Today, God confronts you and me with who He is. In our Lord’s Baptism, God is teaching you to treasure your baptism and to value it above all else that you have.   For in your baptism, you can then see in whose image and likeness God has declared you to be, and is even making you become.

And here’s where it even gets better. For John’s baptism of Jesus doesn’t end with Jesus only becoming your scapegoat and sacrifice of atonement. For what do we see happen after Jesus’ baptism? Heaven opens, and the Holy Spirit descends on Jesus like a dove, and the Father blesses His Son with divine approval.

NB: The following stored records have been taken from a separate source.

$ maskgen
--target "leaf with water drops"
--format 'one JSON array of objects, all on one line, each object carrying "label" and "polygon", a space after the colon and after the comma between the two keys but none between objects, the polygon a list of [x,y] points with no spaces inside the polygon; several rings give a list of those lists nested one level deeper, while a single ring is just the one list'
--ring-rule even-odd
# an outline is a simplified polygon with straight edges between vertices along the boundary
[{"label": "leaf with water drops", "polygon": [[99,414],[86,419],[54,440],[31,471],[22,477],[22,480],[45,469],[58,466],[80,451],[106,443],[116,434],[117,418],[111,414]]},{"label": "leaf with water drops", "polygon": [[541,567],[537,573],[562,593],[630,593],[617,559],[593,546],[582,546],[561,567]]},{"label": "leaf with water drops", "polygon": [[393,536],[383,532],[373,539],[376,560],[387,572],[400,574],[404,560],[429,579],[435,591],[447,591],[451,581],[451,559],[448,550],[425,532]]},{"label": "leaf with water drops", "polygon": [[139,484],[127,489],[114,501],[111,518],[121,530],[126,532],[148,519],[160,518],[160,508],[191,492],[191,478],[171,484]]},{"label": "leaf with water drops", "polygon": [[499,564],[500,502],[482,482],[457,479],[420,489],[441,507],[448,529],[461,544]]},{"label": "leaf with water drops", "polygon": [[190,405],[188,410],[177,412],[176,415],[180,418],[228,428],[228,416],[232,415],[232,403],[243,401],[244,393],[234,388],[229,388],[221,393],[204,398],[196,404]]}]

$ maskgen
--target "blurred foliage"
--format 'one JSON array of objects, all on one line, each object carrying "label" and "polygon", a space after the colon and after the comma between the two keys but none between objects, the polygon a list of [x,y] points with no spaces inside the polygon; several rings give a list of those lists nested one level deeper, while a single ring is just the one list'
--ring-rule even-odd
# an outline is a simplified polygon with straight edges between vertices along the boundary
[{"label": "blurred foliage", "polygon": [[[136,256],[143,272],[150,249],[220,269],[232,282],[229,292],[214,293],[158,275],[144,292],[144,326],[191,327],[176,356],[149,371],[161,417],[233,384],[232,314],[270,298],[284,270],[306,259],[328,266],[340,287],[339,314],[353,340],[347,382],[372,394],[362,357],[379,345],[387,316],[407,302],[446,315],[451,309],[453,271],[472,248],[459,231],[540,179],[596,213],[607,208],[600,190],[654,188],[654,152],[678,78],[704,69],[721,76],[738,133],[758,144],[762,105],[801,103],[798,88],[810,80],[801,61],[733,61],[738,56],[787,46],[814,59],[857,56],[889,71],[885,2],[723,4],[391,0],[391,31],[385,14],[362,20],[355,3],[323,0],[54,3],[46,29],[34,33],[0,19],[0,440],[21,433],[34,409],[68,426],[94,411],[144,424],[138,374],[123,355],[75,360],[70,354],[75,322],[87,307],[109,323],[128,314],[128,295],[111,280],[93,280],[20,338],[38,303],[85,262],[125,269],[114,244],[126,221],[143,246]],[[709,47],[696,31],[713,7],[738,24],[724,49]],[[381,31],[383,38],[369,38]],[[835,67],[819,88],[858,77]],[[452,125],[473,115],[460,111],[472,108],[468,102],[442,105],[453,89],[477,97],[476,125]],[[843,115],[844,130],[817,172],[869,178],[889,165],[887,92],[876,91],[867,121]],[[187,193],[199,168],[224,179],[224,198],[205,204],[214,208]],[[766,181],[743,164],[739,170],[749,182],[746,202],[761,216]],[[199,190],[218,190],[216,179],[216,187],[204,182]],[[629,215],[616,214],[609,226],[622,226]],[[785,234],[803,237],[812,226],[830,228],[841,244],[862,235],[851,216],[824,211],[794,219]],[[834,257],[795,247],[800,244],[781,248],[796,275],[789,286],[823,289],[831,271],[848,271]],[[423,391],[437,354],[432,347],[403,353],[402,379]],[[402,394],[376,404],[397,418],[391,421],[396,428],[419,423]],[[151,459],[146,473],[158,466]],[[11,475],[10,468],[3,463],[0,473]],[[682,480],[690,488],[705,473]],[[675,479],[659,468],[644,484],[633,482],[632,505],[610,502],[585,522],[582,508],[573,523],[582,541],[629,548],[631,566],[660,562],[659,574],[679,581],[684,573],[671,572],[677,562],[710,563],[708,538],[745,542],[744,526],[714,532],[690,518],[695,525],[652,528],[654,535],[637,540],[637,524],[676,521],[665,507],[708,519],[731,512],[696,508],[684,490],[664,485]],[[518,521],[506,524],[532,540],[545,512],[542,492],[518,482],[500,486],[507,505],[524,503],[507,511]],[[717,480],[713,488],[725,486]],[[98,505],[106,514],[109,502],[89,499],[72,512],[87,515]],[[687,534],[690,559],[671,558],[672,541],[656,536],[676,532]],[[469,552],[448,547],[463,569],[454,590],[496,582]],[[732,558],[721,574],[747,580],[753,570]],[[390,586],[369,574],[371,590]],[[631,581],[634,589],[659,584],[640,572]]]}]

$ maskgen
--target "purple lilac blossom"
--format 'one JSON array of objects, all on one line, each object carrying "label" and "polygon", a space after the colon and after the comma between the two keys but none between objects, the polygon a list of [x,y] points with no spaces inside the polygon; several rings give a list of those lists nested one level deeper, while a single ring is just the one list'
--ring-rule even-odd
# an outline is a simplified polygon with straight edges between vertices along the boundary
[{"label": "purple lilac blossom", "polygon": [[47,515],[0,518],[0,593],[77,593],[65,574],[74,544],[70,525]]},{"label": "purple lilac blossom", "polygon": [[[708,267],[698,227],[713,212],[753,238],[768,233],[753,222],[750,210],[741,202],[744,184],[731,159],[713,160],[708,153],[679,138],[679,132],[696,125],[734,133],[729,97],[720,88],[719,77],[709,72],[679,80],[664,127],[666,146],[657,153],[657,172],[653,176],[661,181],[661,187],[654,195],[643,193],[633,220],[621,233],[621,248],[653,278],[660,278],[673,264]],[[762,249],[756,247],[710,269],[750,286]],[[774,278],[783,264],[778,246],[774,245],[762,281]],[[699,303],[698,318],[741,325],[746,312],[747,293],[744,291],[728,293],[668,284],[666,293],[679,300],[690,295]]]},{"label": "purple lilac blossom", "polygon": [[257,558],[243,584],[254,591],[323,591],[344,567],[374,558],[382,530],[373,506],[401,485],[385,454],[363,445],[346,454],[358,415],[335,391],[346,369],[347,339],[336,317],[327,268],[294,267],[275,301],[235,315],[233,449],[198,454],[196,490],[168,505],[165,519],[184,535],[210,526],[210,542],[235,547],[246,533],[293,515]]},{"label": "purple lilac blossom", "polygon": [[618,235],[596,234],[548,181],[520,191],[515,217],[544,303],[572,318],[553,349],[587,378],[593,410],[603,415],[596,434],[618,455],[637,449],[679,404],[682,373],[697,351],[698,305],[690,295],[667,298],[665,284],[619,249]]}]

What’s the dig deal with that? It’s this: When Jesus takes hold of your sins, that’s when God smiles on You with His divine approval. When Jesus pulls your sins into Himself, that’s when you meet God in His love and mercy. That’s the signal that lets you know that you have passed over from exile, the misery of sin and death, into the new creation, the kingdom of heaven. That’s when God again becomes your dear Father, and you become His dear child.

That is why, on this day, the Church rejoices in Jesus’ baptism. It is our Lord’s Epiphany as an adult. It’s His first public appearance as the long-awaited Messiah. That’s when He revealed Himself to Israel and stood in solidarity with sinners. That’s when the Triune God revealed Himself in a wonderful way, and when God began the work of bringing about our baptism.

This day of our Lord’s baptism is the dawning day of the new creation. It’s the day when God opened heaven to the earth. It’s the day the Father’s voice spoke approvingly of what His Son came to do. It’s the day the Holy Spirit descended visibly, showing the world that Jesus is the Anointed, the Messiah, the Christ. The Son is in the water; the Spirit descends; the Father speaks. Salvation is, indeed, the work of the Triune God in baptism.

In baptism, God gathers us as one family, united by the one Spirit in the one Body of Christ, to live in communion with God the Father. That’s the reality that God designed creation to be from the beginning. But, sadly, we lost that when we chose our way over God’s way.

This paradise of the new creation will appear when Jesus comes again. But the Holy Spirit has already planted that new creation within you. Having been baptized into Christ, you have received the gift of the Holy Spirit. And if you have the Spirit within you, that means you are part of God’s family, because God is now in you. And the Holy Spirit working in you makes you into the likeness of Christ. In the communion of Jesus’ Body and Blood, His image and likeness become part of you through faith.

Baptism connects you to Jesus’ death. In the same way, Jesus’ life enters you, takes hold of you, and implants, inside you, the beginnings of the life of the world to come. So, how fitting that our Lord’s first public appearance as the Messiah was at His baptism! For baptism means death AND resurrection, for it joins us to Jesus in His death and resurrection.

And why this true? It’s because “we were buried with Christ by baptism into His death, so that, just as Christ was raised from the dead by the Father’s glory, we too can walk in newness of life. And if we have been joined with Christ in the likeness of His death, we will also be joined with Him in the likeness of His resurrection” (Romans 6:4-5).

When you were baptized into the Name of the Father, Son, and Holy Spirit, heaven opened for you. In baptism, the Triune God reveals Himself to you. The Son is there with you in the water. The Spirit descends on you. And The Father speaks to you: “You are my [child], whom I dearly love; with you I am well pleased” (Luke 3:22).

Jesus bowed His head before the Baptizer in the water of the Jordan. The sinless Son of God came among the sinful sons of Adam, to fulfill all righteousness, to take up His cross, to prepare for sacrifice, and to empower water to become our birth from above.

 

 

The Spirit descended, the Father delighted, and the Son is revealed to you for your salvation. Amen.